── ── Cognitive bias
Authority Bias
Authority bias is the automatic tendency to comply with directives from authority figures — often overriding one's own judgment, ethics, or evidence. It operates beneath conscious deliberation: people substitute the authority's judgment for their own rather than weighing it.
How it works
S1 — Identify: Authority (person/institution) · question/decision · authority signals (title, attire, credentials) · pressure to defer.
S2 — Expertise vs. positional: Actual track record on this question type? Positional (CEO, chair) or domain expertise (years operating here)? Would a peer expert agree?

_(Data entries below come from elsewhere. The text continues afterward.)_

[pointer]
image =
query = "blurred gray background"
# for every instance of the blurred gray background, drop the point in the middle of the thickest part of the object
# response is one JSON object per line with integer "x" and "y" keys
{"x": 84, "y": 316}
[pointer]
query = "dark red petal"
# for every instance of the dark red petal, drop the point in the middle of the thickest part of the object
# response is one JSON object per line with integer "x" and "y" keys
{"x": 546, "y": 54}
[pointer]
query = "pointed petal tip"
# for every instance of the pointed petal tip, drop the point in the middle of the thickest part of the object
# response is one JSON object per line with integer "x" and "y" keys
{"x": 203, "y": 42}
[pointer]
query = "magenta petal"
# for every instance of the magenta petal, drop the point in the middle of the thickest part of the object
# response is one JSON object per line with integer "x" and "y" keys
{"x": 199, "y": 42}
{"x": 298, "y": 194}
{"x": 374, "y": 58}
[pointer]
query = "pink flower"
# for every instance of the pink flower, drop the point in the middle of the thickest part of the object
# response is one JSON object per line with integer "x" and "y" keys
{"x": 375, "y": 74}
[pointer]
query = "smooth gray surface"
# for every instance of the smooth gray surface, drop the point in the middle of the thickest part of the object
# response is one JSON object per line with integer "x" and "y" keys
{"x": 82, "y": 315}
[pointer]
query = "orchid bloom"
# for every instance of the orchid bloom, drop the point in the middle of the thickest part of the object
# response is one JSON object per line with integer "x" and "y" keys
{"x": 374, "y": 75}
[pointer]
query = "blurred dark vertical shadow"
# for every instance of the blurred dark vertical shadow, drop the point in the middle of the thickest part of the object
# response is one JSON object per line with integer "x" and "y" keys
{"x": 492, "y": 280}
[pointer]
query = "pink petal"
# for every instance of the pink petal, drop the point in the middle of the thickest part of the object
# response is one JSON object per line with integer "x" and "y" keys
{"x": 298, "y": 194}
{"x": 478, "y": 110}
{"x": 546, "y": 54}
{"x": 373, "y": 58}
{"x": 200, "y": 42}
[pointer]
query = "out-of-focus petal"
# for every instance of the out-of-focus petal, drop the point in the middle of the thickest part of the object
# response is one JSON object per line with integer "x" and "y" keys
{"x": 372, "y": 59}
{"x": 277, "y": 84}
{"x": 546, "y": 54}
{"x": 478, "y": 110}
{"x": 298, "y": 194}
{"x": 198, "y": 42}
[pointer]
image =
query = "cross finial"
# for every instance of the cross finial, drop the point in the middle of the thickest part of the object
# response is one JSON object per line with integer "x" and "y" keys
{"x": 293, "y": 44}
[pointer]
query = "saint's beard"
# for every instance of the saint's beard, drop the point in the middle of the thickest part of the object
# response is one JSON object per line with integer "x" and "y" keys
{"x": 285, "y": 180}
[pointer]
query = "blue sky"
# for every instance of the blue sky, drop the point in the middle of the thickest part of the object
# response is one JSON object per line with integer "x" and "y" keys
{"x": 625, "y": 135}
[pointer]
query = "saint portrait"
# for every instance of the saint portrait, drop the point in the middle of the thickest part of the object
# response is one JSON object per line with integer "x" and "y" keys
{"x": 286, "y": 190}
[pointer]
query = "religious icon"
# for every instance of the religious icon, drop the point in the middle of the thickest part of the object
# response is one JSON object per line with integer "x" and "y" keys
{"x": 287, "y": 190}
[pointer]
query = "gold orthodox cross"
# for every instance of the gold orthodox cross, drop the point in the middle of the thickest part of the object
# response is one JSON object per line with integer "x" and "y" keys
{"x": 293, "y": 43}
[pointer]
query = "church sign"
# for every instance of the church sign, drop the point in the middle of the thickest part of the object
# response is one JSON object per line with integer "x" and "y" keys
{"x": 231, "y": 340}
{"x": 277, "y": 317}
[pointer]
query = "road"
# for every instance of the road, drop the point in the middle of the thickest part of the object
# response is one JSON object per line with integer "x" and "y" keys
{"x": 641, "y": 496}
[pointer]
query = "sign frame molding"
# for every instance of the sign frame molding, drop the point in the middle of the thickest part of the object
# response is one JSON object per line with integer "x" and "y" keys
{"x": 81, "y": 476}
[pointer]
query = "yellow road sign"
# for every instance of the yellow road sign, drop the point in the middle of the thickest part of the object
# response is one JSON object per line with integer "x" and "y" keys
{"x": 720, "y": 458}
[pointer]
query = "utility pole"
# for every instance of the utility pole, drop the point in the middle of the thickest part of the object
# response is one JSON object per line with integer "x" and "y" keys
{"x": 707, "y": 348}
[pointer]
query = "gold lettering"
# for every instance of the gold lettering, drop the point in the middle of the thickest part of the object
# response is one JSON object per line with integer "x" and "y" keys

S3 — Examine reasoning: Is the reasoning sound independent of who's stating it? Are logical gaps being filled by authority signals?
When to use it
- someone says 'should we trust the expert on this?', 'they're a professor/CEO/MD so they must be right', 'I don't want to push back on them', 'we deferred to the board and it blew up', or is evaluating a charismatic founder, assessing due diligence on a high-credential deal, or building a team where senior voices dominate
When not to use it
When the decision is routine and reversible, applying a formal method costs more than it returns.
Worked example
Milgram 1963 + Cialdini Systematization + Theranos/FTX
The Milgram 1963 experiment is the foundational empirical case. The contrast between psychologist prediction (1-2% compliance) and actual result (65%) is the canonical demonstration of how little of human behavior is governed by the rational, ethical, individual judgment that we believe we possess and that observers believe we possess. Under authority pressure, most ordinary adults will administer apparent severe harm — not because they are bad people, but because authority compliance is a deeply embedded social instinct.